Prevention Pillars - Rogues' Gallery
- Primary Prevention (Vaccination): Pre-empts infection.
- HPV (Gardasil 9)
- HBV
- Secondary Prevention (Screening): Catches early changes.
- Pap smear (HPV)
- HCV antibody tests
- Risk Reduction & Treatment: Limits exposure & viral effects.
- Safe sex (HHV-8, HIV)
- Blood product screening (HCV, HTLV-1)
- Antivirals (HBV, HCV, HIV)
⭐ The HPV vaccine prevents over 90% of cervical cancers. It is ideally administered at ages 11-12, but approved for individuals up to age 45.
Vaccination - Prophylactic Power-ups
- Primary Prevention: Vaccines are a cornerstone strategy to prevent cancers caused by viruses, targeting them before they can establish chronic infection.
- Hepatitis B (HBV) Vaccine:
- Mechanism: Recombinant vaccine containing Hepatitis B surface antigen (HBsAg).
- Prevents: Hepatocellular carcinoma (HCC) by preventing chronic HBV infection.
- Schedule: Routinely administered to all infants in a 3-dose series starting at birth.
- Human Papillomavirus (HPV) Vaccine:
- Mechanism: Composed of L1 capsid proteins that self-assemble into non-infectious virus-like particles (VLPs).
- Spectrum: Gardasil 9 targets 9 types (high-risk 16, 18, 31, 33, 45, 52, 58; low-risk 6, 11).
- Prevents: Cancers of the cervix, anus, oropharynx, penis, vulva, and vagina.
- Schedule: Recommended for ages 11-12; can be given up to age 45 based on shared clinical decision-making.

⭐ High-Yield Pearl: HPV vaccines are prophylactic, not therapeutic. They are highly effective at preventing new infections but do not clear existing HPV infections or treat HPV-associated lesions.
Screening & Treatment - Damage Control
-
Human Papillomavirus (HPV):
- Screening: Pap test (cervical cytology) & HPV DNA testing.
- Protocols: Begin at age 21. Pap test every 3 years, or HPV co-testing every 5 years for ages 30-65.
- Management: Abnormal results trigger colposcopy with biopsy. High-grade cervical intraepithelial neoplasia (CIN) is treated with Loop Electrosurgical Excision Procedure (LEEP) or ablation to prevent progression to invasive carcinoma.
-
Hepatitis B (HBV) & C (HCV):
- HCC Surveillance: In patients with chronic infection or cirrhosis, screen with liver ultrasound ± alpha-fetoprotein (AFP) every 6 months.

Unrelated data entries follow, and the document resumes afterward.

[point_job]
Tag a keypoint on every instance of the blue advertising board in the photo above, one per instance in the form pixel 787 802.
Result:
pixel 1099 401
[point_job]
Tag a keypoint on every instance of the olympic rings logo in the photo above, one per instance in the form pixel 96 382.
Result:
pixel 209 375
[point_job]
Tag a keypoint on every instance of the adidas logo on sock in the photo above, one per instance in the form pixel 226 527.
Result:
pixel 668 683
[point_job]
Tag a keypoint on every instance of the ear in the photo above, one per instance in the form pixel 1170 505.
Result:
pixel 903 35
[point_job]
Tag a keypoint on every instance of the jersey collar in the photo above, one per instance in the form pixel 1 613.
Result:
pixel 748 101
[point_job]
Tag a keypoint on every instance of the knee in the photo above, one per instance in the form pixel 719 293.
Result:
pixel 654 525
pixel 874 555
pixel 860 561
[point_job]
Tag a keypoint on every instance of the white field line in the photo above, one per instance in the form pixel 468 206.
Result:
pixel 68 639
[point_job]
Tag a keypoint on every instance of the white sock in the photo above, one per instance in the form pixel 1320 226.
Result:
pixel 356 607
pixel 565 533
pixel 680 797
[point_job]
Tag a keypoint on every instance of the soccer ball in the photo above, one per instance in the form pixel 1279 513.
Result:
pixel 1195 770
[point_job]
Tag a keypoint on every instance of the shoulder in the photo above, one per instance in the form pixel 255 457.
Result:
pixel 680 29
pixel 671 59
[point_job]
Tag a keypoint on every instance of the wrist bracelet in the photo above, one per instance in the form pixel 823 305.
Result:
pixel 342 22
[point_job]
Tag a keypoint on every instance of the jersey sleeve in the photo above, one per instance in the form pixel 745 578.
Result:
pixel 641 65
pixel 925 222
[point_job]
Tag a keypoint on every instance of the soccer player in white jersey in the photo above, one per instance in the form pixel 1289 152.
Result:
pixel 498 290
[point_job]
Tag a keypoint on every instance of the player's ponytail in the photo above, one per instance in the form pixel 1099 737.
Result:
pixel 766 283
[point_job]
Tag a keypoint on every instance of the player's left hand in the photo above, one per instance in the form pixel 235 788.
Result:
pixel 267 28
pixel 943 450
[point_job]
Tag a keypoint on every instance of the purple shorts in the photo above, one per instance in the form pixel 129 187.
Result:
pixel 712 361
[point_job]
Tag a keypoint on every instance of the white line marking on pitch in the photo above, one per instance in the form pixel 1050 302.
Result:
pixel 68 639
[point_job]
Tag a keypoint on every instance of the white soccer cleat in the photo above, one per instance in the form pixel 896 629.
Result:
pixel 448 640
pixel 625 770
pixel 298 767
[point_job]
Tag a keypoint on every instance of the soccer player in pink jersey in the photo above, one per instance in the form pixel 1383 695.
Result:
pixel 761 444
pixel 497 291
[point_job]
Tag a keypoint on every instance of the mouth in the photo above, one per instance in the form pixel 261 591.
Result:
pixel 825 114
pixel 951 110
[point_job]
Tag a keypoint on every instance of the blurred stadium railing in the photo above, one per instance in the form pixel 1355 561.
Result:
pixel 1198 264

- Treatment: Antiviral therapy (e.g., Tenofovir for HBV, DAAs for HCV) suppresses viral replication, reduces hepatic inflammation, and significantly lowers the risk of developing hepatocellular carcinoma.
-
EBV & HHV-8:
- No routine screening protocols exist. Diagnosis relies on clinical presentation and tissue biopsy of suspected malignancies (e.g., Kaposi sarcoma, nasopharyngeal carcinoma).
⭐ Treatment of Hepatitis C with Direct-Acting Antivirals (DAAs) achieves a sustained virologic response (cure) in >95% of patients, dramatically reducing the long-term risk of hepatocellular carcinoma.

High‑Yield Points - ⚡ Biggest Takeaways
- HPV vaccination (Gardasil, Cervarix) is the primary prevention for cervical, anogenital, and oropharyngeal cancers.
- HBV vaccination is highly effective in preventing hepatocellular carcinoma (HCC).
- Treating chronic HCV with direct-acting antivirals (DAAs) cures the infection and dramatically reduces HCC risk.
- Cervical cancer screening using Pap smears and HPV testing is critical for secondary prevention.
- Managing immunosuppression is key to preventing EBV and HHV-8 associated malignancies.